About Clark Ashton Smith:
Clark Ashton Smith (13 January 1893 – 14 August 1961) was a self-educated American poet, sculptor, painter and author of fantasy, horror and science fiction short stories. He achieved early local recognition, largely through the enthusiasm of George Sterling, for traditional verse in the vein of Swinburne. As a poet, Smith is grouped with the West Coast Romantics (alongside Ambrose Bierce, Joaquin Miller, Sterling, Nora May French, and others) and remembered as 'The Last of the Great Romantics' and 'The Bard of Auburn'. As a member of the Lovecraft circle, (Smith's literary friendship with H. P. Lovecraft lasted from 1922 until Lovecraft's death in 1937), Smith remains second only to Lovecraft in general esteem and importance amongst contributors to the pulp magazine Weird Tales, where some readers objected to his morbidness and violation of pulp traditions. (It has been said of him that "Nobody since Poe has so loved a well-rotted corpse.") His work is marked chiefly by an extraordinarily wide and ornate vocabulary, a cosmic perspective and a vein of sardonic and sometimes ribald humor.
Smith published most of his volumes of poetry in this period, including the aforementioned The Star-Treader and Other Poems, as well as Odes and Sonnets (1918), Ebony and Crystal (1922) and Sandalwood (1925). His long poem The Hashish-Eater; Or, the Apocalypse of Evil was written in 1920.

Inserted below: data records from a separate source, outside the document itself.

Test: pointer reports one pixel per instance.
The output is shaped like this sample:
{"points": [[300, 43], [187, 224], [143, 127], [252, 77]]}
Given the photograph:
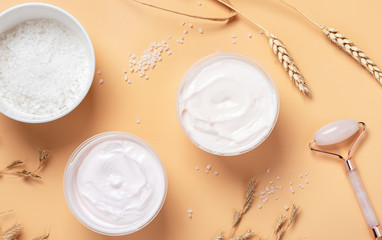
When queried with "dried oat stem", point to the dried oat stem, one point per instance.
{"points": [[347, 46], [247, 235], [280, 51], [230, 16], [12, 232], [283, 223], [219, 236]]}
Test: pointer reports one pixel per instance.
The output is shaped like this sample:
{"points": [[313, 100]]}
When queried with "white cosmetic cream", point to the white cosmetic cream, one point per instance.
{"points": [[227, 104], [115, 184]]}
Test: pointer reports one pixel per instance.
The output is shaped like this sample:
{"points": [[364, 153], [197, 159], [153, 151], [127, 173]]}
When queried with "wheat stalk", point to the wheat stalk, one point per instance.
{"points": [[219, 236], [247, 235], [346, 45], [280, 51]]}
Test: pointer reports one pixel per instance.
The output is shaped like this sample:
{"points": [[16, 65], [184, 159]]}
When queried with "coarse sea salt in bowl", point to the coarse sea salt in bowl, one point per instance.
{"points": [[47, 63]]}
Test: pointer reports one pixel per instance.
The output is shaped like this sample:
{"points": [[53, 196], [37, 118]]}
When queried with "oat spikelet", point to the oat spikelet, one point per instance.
{"points": [[249, 195], [13, 164], [244, 236], [348, 46], [219, 236], [236, 217], [12, 232], [288, 63], [42, 237]]}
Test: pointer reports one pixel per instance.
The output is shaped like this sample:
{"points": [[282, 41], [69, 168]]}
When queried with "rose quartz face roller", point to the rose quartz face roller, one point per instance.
{"points": [[337, 132]]}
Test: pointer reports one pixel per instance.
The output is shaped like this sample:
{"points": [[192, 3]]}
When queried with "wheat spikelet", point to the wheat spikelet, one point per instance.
{"points": [[288, 63], [348, 46]]}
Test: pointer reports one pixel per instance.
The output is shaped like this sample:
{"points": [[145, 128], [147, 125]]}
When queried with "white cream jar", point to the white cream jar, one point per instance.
{"points": [[227, 103], [115, 184]]}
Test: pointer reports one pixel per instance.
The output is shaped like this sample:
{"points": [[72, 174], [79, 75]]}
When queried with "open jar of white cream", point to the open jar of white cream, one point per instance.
{"points": [[227, 103], [115, 184]]}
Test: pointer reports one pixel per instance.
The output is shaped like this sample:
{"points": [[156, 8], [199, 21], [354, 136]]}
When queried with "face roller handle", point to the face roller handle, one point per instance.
{"points": [[363, 200], [339, 131]]}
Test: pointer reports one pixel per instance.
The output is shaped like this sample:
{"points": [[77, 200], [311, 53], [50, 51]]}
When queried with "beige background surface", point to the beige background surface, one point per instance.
{"points": [[340, 87]]}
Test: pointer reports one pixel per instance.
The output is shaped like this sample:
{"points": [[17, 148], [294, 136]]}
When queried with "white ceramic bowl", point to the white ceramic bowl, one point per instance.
{"points": [[23, 12], [73, 196], [202, 66]]}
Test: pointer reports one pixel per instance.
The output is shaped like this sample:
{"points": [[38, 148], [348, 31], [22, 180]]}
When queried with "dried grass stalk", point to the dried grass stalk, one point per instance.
{"points": [[219, 236], [12, 232], [42, 237], [288, 63], [280, 51], [244, 236], [346, 45], [230, 16]]}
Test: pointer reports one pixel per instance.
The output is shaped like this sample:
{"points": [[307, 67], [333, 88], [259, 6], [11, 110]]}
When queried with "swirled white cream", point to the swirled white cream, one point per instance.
{"points": [[120, 185], [227, 105]]}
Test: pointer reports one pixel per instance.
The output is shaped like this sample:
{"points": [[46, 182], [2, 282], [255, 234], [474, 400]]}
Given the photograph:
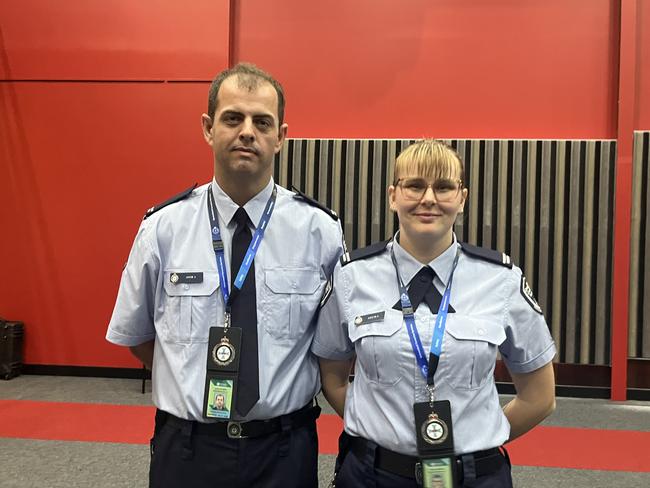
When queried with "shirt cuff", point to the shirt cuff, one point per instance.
{"points": [[537, 362], [325, 352]]}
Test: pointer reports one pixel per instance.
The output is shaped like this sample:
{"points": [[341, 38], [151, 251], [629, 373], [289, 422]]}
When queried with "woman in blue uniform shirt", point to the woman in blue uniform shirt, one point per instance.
{"points": [[423, 407]]}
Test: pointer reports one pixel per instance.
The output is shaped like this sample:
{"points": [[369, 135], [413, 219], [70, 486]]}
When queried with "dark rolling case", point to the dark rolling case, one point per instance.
{"points": [[11, 348]]}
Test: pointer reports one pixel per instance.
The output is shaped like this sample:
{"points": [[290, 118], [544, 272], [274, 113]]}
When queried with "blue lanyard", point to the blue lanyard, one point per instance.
{"points": [[427, 367], [217, 245]]}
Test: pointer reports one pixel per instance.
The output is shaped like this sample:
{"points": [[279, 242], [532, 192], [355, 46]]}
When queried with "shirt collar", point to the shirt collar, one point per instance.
{"points": [[409, 266], [254, 207]]}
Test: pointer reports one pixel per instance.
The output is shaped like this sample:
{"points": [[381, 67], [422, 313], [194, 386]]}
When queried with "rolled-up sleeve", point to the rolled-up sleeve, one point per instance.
{"points": [[331, 340], [132, 322], [528, 345]]}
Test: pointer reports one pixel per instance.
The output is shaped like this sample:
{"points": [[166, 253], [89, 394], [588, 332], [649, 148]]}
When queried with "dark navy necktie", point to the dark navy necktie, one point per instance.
{"points": [[244, 314], [421, 289]]}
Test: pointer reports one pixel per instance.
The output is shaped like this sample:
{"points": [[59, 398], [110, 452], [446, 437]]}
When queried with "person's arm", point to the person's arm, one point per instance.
{"points": [[335, 379], [535, 400], [144, 352]]}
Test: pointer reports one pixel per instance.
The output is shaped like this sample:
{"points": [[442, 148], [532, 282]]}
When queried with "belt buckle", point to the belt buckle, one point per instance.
{"points": [[234, 430]]}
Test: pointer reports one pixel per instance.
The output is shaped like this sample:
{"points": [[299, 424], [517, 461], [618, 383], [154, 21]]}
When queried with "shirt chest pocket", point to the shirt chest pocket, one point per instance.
{"points": [[289, 300], [190, 309], [377, 346], [469, 351]]}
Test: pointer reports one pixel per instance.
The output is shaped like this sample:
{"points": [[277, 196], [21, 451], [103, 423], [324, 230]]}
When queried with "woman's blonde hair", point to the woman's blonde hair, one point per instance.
{"points": [[430, 158]]}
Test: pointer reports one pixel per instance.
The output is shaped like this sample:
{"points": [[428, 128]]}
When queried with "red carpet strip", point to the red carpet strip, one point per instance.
{"points": [[559, 447]]}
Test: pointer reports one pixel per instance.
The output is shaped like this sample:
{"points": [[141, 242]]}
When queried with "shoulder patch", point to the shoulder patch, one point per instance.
{"points": [[364, 252], [327, 293], [527, 293], [176, 198], [314, 203], [485, 254]]}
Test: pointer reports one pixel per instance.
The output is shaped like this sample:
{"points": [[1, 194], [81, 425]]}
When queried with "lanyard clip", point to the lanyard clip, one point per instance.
{"points": [[226, 320], [430, 389]]}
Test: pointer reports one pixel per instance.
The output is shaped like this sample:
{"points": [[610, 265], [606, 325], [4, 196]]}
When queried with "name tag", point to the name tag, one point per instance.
{"points": [[180, 278], [370, 318]]}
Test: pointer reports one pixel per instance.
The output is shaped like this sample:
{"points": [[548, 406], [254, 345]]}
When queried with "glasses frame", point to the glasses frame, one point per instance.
{"points": [[429, 185]]}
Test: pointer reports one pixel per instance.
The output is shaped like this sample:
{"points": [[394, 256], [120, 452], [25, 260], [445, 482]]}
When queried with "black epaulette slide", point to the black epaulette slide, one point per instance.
{"points": [[176, 198], [485, 254], [364, 252], [314, 203]]}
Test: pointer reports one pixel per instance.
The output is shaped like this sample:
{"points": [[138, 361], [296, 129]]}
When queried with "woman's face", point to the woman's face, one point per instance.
{"points": [[432, 216]]}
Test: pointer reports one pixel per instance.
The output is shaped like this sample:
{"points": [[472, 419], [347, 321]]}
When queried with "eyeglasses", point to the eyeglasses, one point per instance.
{"points": [[445, 190]]}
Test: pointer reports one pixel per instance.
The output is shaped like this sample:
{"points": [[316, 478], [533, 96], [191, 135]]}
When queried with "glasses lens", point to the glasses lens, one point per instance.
{"points": [[444, 190]]}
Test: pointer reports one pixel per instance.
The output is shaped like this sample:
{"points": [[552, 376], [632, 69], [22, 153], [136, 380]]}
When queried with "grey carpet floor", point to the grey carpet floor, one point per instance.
{"points": [[31, 463]]}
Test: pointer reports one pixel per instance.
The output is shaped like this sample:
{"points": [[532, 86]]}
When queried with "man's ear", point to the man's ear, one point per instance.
{"points": [[282, 135], [391, 198], [206, 126]]}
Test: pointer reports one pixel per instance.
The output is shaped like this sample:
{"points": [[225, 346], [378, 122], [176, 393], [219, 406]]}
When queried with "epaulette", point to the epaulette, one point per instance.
{"points": [[314, 203], [176, 198], [364, 252], [485, 254]]}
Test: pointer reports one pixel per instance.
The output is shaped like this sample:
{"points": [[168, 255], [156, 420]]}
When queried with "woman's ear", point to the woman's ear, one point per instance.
{"points": [[391, 198]]}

Smith wrote most of his weird fiction and Cthulhu Mythos stories, partially inspired by H. P. Lovecraft. Creatures of his invention include Aforgomon, Rlim-Shaikorth, Mordiggian, Tsathoggua, the wizard Eibon, and various others. In an homage to his friend, Lovecraft referred in some of his stories to a great dark wizard, "Klarkash-Ton."

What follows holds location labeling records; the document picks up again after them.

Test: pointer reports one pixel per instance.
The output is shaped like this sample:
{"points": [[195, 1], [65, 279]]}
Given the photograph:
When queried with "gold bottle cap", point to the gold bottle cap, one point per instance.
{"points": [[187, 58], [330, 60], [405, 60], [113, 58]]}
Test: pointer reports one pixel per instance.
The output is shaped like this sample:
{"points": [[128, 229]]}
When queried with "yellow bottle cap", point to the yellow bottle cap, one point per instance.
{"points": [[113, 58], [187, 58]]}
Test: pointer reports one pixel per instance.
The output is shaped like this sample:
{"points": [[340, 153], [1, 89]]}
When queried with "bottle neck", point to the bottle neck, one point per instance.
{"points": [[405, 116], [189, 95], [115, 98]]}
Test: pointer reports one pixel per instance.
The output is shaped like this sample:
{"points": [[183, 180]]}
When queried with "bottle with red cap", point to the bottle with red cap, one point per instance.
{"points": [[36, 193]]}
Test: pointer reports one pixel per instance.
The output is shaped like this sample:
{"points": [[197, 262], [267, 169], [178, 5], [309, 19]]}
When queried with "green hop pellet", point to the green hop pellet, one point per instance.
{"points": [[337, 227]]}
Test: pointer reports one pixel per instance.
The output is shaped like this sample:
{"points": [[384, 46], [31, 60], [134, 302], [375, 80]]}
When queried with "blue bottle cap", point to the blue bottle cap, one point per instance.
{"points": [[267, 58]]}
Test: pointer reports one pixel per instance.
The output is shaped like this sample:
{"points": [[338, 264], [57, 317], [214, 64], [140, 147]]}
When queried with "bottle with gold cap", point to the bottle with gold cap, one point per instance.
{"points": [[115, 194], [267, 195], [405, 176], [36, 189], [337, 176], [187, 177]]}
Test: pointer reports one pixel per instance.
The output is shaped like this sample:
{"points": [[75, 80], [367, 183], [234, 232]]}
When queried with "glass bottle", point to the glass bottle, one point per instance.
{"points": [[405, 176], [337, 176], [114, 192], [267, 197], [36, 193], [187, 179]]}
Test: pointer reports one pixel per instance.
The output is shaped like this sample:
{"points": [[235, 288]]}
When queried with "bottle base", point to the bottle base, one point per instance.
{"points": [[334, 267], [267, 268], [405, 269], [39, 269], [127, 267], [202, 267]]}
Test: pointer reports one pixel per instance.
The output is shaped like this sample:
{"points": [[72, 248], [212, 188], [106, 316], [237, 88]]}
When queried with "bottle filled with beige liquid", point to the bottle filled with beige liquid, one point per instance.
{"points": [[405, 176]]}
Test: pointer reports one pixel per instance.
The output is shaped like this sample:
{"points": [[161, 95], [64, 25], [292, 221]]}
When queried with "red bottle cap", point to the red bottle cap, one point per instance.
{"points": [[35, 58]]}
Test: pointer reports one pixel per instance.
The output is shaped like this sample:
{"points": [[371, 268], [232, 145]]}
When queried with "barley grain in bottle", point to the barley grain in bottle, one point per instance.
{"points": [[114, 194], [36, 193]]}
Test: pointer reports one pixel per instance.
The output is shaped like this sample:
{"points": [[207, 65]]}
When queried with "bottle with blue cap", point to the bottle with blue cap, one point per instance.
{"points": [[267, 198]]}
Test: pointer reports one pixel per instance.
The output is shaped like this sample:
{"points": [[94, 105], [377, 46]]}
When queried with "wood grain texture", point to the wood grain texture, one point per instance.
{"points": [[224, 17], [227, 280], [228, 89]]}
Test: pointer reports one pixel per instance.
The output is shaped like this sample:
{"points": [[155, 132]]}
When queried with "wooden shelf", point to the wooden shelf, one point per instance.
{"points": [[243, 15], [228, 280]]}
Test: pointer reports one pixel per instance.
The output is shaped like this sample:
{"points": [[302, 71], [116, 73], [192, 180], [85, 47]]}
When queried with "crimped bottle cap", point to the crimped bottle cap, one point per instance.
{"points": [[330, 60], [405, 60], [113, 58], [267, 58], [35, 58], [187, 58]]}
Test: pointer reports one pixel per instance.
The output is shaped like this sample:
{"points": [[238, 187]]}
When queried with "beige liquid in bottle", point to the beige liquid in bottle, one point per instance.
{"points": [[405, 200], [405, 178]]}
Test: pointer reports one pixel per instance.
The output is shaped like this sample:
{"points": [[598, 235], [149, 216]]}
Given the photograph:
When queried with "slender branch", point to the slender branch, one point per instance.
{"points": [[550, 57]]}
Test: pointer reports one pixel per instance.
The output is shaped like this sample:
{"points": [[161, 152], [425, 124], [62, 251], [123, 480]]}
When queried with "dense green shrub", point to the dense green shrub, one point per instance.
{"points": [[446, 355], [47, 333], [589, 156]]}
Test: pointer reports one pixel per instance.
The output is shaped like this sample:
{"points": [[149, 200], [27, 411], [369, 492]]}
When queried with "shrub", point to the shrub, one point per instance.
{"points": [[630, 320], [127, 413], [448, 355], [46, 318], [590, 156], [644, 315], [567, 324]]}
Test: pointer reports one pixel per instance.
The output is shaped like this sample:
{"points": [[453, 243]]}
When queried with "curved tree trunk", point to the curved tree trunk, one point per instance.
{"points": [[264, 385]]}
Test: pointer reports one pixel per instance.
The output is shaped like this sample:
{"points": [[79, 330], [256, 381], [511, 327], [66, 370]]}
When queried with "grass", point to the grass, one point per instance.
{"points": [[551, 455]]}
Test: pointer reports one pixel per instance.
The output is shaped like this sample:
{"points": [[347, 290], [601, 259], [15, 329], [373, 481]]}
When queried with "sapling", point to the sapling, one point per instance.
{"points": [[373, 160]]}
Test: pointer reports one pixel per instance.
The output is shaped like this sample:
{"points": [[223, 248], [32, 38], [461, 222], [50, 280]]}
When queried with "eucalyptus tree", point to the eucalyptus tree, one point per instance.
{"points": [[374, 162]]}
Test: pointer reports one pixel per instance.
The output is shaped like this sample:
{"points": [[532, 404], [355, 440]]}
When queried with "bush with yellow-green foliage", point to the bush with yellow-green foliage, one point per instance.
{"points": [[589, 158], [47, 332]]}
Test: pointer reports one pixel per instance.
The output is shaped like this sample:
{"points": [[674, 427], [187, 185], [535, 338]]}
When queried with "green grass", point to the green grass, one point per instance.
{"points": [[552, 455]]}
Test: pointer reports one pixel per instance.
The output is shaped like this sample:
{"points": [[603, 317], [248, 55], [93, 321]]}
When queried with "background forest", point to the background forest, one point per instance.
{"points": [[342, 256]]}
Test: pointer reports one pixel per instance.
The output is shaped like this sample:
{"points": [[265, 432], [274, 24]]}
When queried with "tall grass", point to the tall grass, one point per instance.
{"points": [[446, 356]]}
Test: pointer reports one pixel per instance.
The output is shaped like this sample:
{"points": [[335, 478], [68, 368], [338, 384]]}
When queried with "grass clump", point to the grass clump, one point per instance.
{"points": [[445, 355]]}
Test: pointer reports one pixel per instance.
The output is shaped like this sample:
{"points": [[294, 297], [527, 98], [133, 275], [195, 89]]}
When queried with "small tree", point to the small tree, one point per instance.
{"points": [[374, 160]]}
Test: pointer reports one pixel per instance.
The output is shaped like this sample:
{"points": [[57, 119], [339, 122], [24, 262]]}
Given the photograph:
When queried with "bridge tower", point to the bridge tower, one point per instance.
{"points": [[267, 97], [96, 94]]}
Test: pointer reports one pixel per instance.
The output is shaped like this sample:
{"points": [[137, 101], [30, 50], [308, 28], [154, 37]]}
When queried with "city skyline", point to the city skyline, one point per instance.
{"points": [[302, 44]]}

Smith's weird stories form several cycles, called after the lands in which they are set: Averoigne, Hyperborea, Mars, Poseidonis, Zothique. To some extent Smith was influenced in his vision of such lost worlds by the teachings of Theosophy and the writings of Helena Blavatsky. Stories set in Zothique belong to the Dying Earth subgenre. Amongst Smith's science fiction tales are stories set on Mars and the invented planet of Xiccarph.

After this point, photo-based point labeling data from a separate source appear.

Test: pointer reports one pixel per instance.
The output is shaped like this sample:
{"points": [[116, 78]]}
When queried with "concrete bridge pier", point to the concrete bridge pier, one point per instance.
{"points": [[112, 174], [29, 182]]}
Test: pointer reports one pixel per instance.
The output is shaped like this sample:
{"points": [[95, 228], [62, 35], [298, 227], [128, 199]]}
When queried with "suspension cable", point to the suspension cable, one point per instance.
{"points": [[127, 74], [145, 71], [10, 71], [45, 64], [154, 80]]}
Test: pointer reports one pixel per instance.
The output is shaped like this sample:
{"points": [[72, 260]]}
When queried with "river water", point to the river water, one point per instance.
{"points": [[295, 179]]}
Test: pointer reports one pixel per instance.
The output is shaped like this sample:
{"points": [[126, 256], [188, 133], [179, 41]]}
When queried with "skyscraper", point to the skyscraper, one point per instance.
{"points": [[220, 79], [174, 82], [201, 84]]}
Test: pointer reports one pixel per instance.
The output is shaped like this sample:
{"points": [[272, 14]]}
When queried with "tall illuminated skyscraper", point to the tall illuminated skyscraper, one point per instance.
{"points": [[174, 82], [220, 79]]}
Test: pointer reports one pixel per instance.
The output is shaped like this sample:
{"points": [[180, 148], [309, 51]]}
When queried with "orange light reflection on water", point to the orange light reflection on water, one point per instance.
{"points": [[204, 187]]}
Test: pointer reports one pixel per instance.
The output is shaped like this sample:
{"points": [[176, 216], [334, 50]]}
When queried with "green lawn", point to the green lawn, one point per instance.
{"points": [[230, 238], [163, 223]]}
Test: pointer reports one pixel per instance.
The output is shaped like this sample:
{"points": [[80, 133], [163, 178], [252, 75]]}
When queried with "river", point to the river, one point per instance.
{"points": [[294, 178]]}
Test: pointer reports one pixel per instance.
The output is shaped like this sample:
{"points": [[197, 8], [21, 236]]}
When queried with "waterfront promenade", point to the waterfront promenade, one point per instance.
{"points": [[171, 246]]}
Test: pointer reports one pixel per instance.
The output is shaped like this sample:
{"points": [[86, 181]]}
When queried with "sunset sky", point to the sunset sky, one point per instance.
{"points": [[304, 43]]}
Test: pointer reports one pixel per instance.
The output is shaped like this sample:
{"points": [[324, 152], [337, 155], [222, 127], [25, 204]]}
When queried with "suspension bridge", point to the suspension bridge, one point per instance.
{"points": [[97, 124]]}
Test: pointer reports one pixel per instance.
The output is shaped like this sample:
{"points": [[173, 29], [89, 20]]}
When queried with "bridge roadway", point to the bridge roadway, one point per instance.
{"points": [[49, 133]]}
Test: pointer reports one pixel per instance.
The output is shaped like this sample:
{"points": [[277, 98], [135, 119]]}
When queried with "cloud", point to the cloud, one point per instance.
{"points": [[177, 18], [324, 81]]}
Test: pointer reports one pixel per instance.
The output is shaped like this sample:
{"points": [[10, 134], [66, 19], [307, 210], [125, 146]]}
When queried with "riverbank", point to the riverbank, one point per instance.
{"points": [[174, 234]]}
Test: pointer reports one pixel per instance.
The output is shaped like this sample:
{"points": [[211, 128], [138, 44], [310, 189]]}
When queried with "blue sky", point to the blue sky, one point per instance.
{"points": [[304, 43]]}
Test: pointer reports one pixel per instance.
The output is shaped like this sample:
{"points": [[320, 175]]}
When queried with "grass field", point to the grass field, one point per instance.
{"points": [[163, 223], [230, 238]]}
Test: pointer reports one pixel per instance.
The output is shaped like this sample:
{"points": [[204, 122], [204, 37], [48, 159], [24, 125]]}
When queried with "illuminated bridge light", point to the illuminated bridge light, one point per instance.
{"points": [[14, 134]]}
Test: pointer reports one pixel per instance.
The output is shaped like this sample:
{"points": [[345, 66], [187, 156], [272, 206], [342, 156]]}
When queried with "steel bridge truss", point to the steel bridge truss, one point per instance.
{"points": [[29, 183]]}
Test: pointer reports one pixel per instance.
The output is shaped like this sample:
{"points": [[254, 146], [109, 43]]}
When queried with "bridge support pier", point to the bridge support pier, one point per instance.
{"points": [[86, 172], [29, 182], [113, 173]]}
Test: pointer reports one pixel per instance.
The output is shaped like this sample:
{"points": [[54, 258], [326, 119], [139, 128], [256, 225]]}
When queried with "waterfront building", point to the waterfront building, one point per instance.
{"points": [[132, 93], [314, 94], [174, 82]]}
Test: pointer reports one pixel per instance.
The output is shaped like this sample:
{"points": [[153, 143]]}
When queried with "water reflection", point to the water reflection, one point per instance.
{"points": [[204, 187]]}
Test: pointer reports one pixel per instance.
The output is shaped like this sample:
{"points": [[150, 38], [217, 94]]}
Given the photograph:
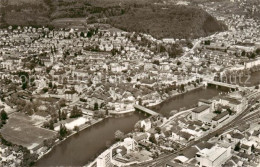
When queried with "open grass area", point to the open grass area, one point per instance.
{"points": [[19, 130]]}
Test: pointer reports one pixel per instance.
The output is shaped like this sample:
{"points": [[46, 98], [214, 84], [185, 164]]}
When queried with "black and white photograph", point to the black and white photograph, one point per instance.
{"points": [[129, 83]]}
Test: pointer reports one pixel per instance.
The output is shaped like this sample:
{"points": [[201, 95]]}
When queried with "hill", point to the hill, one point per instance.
{"points": [[149, 16], [173, 21]]}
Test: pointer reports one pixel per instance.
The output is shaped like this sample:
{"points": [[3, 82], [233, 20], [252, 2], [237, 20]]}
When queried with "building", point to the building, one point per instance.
{"points": [[146, 124], [220, 118], [214, 157], [104, 159], [198, 112]]}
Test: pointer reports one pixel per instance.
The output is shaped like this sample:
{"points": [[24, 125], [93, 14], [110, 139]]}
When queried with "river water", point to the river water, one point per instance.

His short stories originally appeared in the magazines Weird Tales, Strange Tales, Astounding Stories, Stirring Science Stories and Wonder Stories.
Clark Ashton Smith was the third member of the great triumvirate of Weird Tales, with Lovecraft and Robert E. Howard.
Many of Smith's stories were published in six hardcover volumes by August Derleth under his Arkham House imprint. For a full bibliography to 1978, see Sidney-Fryer, Emperor of Dreams (cited below). S.T. Joshi is working with other scholars to produce an updated bibliography of Smith's work.
Smith's best-known tales:
"The Last Incantation", "A Voyage to Sfanomoe", "The Tale of Satampra Zeiros", "The Door to Saturn", "The Planet of the Dead", "The Gorgon", "The Letter from Mohaun Los", "The Empire of the Necromancers", "The Hunters from Beyond", "The Isle of the Torturers", "The Light from Beyond", "Xeethra", "The Flower-Women", "The Treader of the Dust", "Necromancy in Naat", "The Maze of Maal Dweb".